Мимо медленно ехал синий автомобиль. Человек за рулём всматривался — проверял номера домов. Остановился. Сидевшая рядом женщина тоже выглянула в окно. Но тут же выпрямилась и отвернулась. Они коротко поговорили и уехали.

— Будет хорошо, если дом купит семья с детьми, верно? — сказала мама.

Я пожала плечами.

— Нет, правда, вдруг тут появятся дети твоего возраста? Чем плохо?

— Мне всё равно, — ответила я.

Мама мягко улыбнулась.

— Совсем всё равно? — уточнила она.

— Нет. Главное, чтобы они были…

— Интересными?

— Да! Интересными!

Мама снова улыбнулась, а мне внезапно стало неуютно. Мама погладила мена по плечу.

— Уверена, всё так и будет, — сказала она.

Мы пошли к себе. А синий автомобиль снова выехал на нашу улицу и медленно подкатил к дому мистера Майерса.

Чёрный дрозд заорал, затрргикал, предупреждая об опасности.

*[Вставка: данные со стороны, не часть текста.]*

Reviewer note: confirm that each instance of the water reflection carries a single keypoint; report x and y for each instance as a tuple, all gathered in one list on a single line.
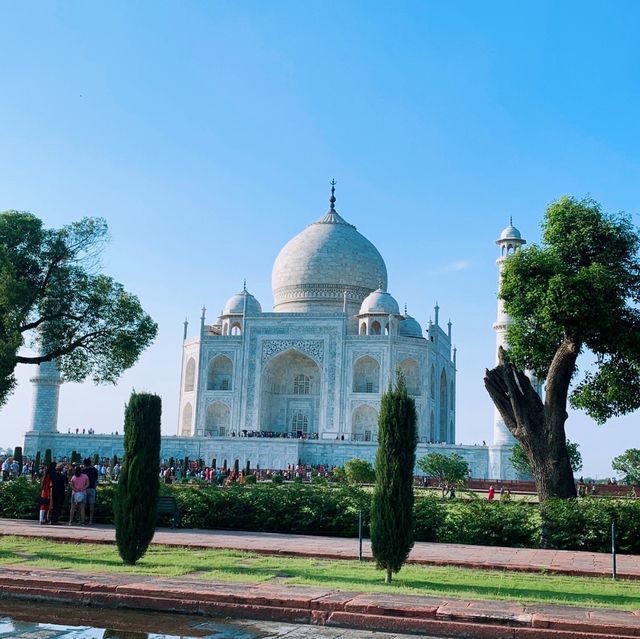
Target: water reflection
[(58, 622)]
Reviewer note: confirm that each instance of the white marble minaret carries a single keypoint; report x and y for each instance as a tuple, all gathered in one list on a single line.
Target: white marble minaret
[(509, 242), (46, 390)]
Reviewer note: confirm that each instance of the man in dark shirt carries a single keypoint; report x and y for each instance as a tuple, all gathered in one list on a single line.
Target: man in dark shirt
[(92, 473), (58, 485)]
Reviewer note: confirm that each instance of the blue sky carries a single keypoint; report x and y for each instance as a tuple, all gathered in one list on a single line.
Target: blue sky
[(206, 134)]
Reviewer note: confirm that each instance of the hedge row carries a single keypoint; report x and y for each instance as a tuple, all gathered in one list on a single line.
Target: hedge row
[(582, 524)]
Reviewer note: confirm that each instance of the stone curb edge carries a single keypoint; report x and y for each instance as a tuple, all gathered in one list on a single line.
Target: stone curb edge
[(335, 609), (474, 565)]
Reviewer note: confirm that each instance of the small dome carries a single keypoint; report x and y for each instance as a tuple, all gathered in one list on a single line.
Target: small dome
[(236, 304), (510, 233), (379, 302), (409, 327)]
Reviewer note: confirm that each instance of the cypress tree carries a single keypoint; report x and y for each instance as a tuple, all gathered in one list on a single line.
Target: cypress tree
[(137, 493), (392, 503), (17, 455)]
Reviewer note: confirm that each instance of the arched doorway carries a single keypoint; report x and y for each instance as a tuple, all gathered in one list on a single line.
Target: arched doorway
[(364, 424), (290, 395)]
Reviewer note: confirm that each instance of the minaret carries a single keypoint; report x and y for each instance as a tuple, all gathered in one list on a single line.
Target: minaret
[(46, 391), (509, 242)]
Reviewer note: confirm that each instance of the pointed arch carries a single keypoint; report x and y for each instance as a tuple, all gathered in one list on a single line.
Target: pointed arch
[(411, 371), (218, 420), (190, 375), (442, 407), (220, 373), (364, 423), (290, 384), (366, 375), (432, 381), (187, 419)]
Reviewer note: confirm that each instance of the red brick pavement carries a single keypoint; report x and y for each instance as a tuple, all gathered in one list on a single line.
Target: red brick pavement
[(522, 559)]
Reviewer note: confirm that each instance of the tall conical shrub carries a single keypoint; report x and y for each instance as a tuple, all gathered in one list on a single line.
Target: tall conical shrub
[(17, 455), (137, 494), (392, 503)]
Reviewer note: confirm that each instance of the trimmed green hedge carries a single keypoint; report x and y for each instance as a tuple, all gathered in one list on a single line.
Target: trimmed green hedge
[(575, 524), (477, 522)]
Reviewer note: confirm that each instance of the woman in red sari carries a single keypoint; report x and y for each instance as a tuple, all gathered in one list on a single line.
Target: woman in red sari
[(46, 496)]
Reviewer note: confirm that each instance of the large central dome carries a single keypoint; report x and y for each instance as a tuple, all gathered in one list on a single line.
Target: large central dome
[(314, 269)]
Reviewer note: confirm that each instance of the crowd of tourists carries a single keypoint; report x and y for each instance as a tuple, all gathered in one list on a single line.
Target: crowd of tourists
[(178, 471), (82, 481)]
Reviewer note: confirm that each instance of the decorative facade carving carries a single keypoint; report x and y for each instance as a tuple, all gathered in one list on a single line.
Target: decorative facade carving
[(313, 348)]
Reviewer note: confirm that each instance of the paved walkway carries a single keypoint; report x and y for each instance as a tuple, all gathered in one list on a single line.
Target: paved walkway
[(523, 559), (323, 606)]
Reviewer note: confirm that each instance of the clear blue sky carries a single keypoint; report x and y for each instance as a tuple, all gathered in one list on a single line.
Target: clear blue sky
[(206, 134)]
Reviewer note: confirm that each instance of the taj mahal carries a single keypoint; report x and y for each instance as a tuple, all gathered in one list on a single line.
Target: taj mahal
[(302, 383)]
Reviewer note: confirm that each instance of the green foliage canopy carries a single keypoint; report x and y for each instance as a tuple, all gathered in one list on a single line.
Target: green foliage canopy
[(628, 465), (581, 283), (52, 297)]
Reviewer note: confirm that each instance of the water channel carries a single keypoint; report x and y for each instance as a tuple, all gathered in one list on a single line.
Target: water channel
[(36, 620)]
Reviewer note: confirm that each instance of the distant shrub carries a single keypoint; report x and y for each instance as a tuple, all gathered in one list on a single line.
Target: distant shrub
[(429, 514), (490, 524), (585, 524), (19, 499)]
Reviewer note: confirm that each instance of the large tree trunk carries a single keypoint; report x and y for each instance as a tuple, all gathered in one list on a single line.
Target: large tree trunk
[(539, 427)]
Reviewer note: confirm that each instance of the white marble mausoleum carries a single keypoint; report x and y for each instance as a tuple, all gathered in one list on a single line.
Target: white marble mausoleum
[(303, 382)]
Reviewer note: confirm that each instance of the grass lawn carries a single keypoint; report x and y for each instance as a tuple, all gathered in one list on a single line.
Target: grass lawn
[(225, 565)]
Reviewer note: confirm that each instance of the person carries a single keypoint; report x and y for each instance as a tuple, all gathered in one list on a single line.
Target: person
[(79, 484), (92, 473), (45, 494), (59, 482)]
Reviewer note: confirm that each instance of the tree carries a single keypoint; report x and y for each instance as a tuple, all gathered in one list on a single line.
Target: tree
[(392, 502), (574, 294), (136, 500), (628, 465), (359, 471), (53, 298), (522, 466), (445, 468)]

— Мам, а ты веришь, что птицы — это души? — спросила я.

Мама задумалась.

— Нет. Всё-таки — нет. Но это красивая мысль. А ты?

— Я тоже нет. Птицы и без того удивительные существа. Им не нужно быть чьими-то душами.

Мама пошла на кухню. А я снова залезла на дерево.

За мной наблюдал чёрный дрозд. А я наблюдала за мужчиной и женщиной, которые на этот раз вылезли из машины. И подошли к дому — посмотреть в окно мистера Майерса. Женщина была беременна. С виду — очень симпатичные, хорошие люди.

— Яйца-то отложили? — шёпотом спросила я у дроздов.

Тррр-гик-гик!

Тррр-гик-гик!

Тррр-гик-гик!

На обед мы ели сыр, бананы, булочки с глазурью и запивали всё это гранатовым соком. ГРАНАТ! КАКОЙ ВКУС! А СЛОВО-ТО КАКОЕ!

Пока мы ели, мама снова заговорила о птицах и душах. Некоторые люди, сказала она, верят, будто души бессмертны и остаются на земле — просто перекочёвывают после смерти в другое тело, даже необязательно человеческое, случается, что и звериное. Это так и называется: переселение душ. Как бы рождение заново. Реинкарнация. Потом мама рассказала об учении Платона, о верованиях индуистов и буддистов. Оказывается, некоторые считают, что за неправедную жизнь человек будет наказан, родившись насекомым. Или даже овощем.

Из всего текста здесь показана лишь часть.